In the previous blog about Elasticsearch, we built a simple web application which uses the API passthrough. This time we will build a native Nuxeo Platform widget to illustrate the content suggestion feature. The source code has been made available in the nuxeo-labs repository on GitHub. Building and using a widget is really easy so here we will focus instead on how to build the right ES query to get relevant content.

So let’s run a few simple tests. For the purpose of this blog I used a Nuxeo repository which contains about 50 pictures and 50 PDF documents in a single folder. First, let’s try the default parameters:

{query : {
   "bool": {
     "must": [{
          "more_like_this" : {
           "min_term_freq" : 1,
           "docs" : [{
             "_index" : "nuxeo",
             "_type" : "doc",
             "_id" : id}]}}]}}}}

Interestingly, now when we browse a picture we get suggestions for other pictures, and when we browse a PDF document we get suggestions for other PDF documents.
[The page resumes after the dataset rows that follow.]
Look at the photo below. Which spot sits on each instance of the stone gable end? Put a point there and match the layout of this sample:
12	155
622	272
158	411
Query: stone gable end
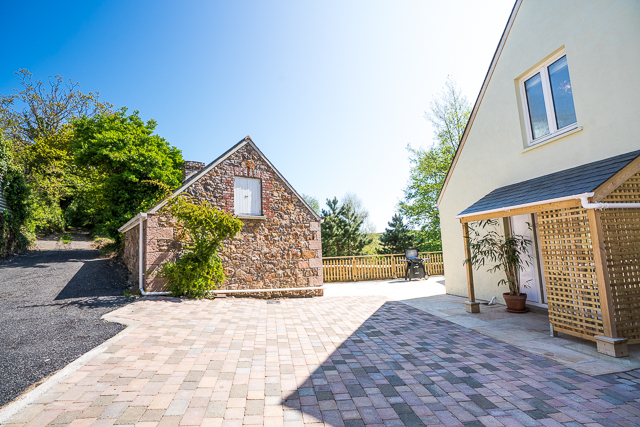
280	249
Not bad for a start!

PDF documents suggestions

Picture Document Suggestions

Now in order to go further and improve the suggestion relevance, we need a clear definition of what a similar content is. Obviously this definition depends on the nature of the content and the application purpose. Let’s take a simple example and say that a similar content is most likely a content with a similar title. Translate that definition to the Elasticsearch query DSL and you get the following:

{query : {
        "bool": {
          "should": [{
               "more_like_this" : {
                "fields" : ["dc:title.fulltext"],
                "docs" : [{
                  "_index" : "nuxeo",
                  "_type" : "doc",
                  "_id" : id}],
                "min_term_freq" : 1,
                "min_word_length" : 5,
                "min_doc_freq" : 3,
                "boost" : 3
              }},{
              "more_like_this" : {
                "docs" : [{
                  "_index" : "nuxeo",
                  "_type" : "doc",
                  "_id" : id}]}}]}}}}

If we go back to the same picture as in the previous example, we now only get suggestions from the same picture series.

Suggestions from the same picture series

{query : {
        "bool": {
          "should": [{
               "more_like_this" : {
                "fields" : ["dc:title.fulltext"],
                "docs" : [{
                  "_index" : "nuxeo",
                  "_type" : "doc",
                  "_id" : id}],
                "boost" : 2}
              },{
               "more_like_this" : {
                "fields" : ["dc:author"],
                "docs" : [{
                  "_index" : "nuxeo",
                  "_type" : "doc",
                  "_id" : id}],
                "boost" : 2}
              },{
               "more_like_this" : {
                "fields" : ["ecm:tags"],
                "docs" : [{
                  "_index" : "nuxeo",
                  "_type" : "doc",
                  "_id" : id}],
                "boost" : 2}
              },{
              "more_like_this" : {
                "docs" : [{
                  "_index" : "nuxeo",
                  "_type" : "doc",
                  "_id" : id}]}}]}}}

Until the release of the next Fast Track – Nuxeo Platform 7.3, you can try the API with a snapshot distribution. But in the end, don’t forget that what really matters in order to take advantage of this feature is your definition of “like this”.